第10話 『ボール事件』 その1

 さて、このあたりから、母が起こした事件について、いくつか書いて行きます。


 ただし、状況が状況で、相手の方の承諾はいただいておりません。


 したがって、個人名が特定できるような具体的な名称等は、避けております。


 いつ、これが起こったのかは、よくわかりません。


 母が庭にいた時に、道路からボールが飛び込んできた、近くに落ちた。


 ということでした。


 最初は、それだけだったのです。


 あぶないね。


 くらいのお話しでした。


 それが、いつの間にか、足にぶつかった、ということになり、たんだん、被害の程度が大きくなりました。


 そうして、最初は、誰が行ったことか、わからないということだったはずのものが、Aくんがやった、という話から、やがてBくんになりました。


 話が固まって来ると、学校に、じきじきに苦情を入れたんだそうです。


 それも、小学校と、中学校に。


 そうして、朝礼などで、こうした行為を誰がしたのか、また、二度と行わないように、路地で遊ばないように、強く言ってほしいと要求した様です。
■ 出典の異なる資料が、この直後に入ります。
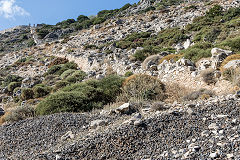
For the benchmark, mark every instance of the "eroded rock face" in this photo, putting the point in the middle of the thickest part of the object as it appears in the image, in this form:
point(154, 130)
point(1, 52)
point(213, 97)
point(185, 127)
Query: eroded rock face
point(232, 64)
point(218, 55)
point(1, 112)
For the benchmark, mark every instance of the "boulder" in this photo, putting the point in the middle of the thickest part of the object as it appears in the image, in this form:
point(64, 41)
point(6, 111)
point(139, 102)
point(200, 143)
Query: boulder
point(97, 123)
point(218, 55)
point(186, 62)
point(1, 112)
point(204, 64)
point(187, 44)
point(232, 64)
point(123, 109)
point(150, 61)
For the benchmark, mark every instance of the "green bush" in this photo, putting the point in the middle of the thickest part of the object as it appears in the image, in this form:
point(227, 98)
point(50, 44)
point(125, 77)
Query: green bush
point(27, 93)
point(40, 91)
point(69, 102)
point(67, 73)
point(141, 55)
point(81, 97)
point(217, 10)
point(82, 18)
point(198, 51)
point(20, 113)
point(59, 69)
point(13, 85)
point(77, 76)
point(133, 40)
point(31, 43)
point(60, 85)
point(128, 74)
point(142, 87)
point(198, 94)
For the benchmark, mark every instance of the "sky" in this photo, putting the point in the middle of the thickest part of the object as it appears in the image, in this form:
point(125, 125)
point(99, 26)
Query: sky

 まあ、私が子供時代にも、野球遊びをして、ご近所の敷地内にボールを放り込んだとか、ガラスを割った、とかの話は、オバQ、などを持ち出すまでもなく、定番のトラブルでした。


 しかし、困ったことに、先ほどのように、話がだんだん変わって行き、難しい方向に進んでしまうのです。


 また、年寄りですから、あっちこっちで転んだりするし、足が痛いのは普通の話でもあり、当初は、近くに落ちたと言っていたこともあり、事実の特定がしにくかったのです。


 もし、本当に、塀の中にいる母に向かって、故意であれ、偶然であれ、その向こうから、ボールを投げ込んだりしたのでしょうか?


 私は、どうも、それがすべて事実とは思えなかったのですが、ボールが入ってきたことは、事実かもしれません。


 母は、そのことをさかんに、ご近所やいろいろな場所で、主張して回ったようです。


 警察にも、申し出たようです。


 私も、教頭先生と電話でお話したり、交番に行ったりもいたしましたが、事実関係がはっきりしないうえに、母の怒りは激しくなるばかりですし、周囲は、母の言動は事実ではないということに決まっていましたし、どうにも解決方法がみあたりません。


 ご近所とも、お話し合いしましたが、もちろん、そのような事実はないという前提でないと、お話ができるわけもなく、ひたすら、お詫びする以外には、なかったのです。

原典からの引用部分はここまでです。